Why did you decide to pursue a graduate degree?
Being both innately driven to question and to mobilize change, a PhD offered the opportunity to combine these characteristics and to develop the skills, knowledges, connections and people to advance a more equitable and sustainable agri-food system.
Why did you decide to study at UBC?
Having done my undergraduate degree in soil science at UBC and having worked closely with the Centre for Sustainable Food Systems during my tenure as the Executive Director for the Richmond Food Security Society, UBC offered professional and academic opportunities embedded in the communities that I continue to work with.
What is it specifically, that your program offers, that attracted you?
The Integrated Studies in Land and Food Systems was appealing as it is an interdisciplinary program with a high degree of flexibility and connections across campus.
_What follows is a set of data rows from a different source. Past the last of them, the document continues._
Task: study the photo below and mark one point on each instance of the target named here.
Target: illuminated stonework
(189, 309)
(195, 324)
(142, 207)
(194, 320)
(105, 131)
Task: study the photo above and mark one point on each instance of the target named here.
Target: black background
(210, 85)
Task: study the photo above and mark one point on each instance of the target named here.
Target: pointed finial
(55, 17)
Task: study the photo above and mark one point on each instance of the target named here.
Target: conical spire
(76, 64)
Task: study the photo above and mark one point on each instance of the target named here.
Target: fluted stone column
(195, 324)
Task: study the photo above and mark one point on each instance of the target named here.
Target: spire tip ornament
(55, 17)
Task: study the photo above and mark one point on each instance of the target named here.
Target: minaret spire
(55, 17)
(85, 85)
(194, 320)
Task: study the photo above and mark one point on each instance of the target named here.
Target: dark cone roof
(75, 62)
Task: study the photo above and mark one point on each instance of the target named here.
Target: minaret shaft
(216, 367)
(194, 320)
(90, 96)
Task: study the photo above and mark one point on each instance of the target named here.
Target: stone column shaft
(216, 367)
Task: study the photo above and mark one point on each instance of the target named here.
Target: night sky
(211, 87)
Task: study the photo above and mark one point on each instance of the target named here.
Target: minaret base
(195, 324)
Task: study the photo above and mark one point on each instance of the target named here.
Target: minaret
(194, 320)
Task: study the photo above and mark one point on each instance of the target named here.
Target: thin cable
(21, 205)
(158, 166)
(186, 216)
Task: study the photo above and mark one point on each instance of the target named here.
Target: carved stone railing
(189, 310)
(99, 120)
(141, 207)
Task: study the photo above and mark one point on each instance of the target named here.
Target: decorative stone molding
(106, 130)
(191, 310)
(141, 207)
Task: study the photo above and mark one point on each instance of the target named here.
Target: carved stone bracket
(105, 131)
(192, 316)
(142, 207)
It has allowed me to pursue a range of disciplinary avenues and networks that might not have been available in another program.
What was the best surprise about UBC or life in Vancouver?
Being born and raised in the region, the greatest surprise about UBC is how much it continues to change at a rapid pace with an increasingly neoliberal agenda of growth and development over community engagement and modelling a more progressive and equitable university-city.
What advice do you have for new graduate students?
Pace yourselves, learn very quickly to establish clear boundaries between work and self-care, and establish strong networks of support both in academia and outside.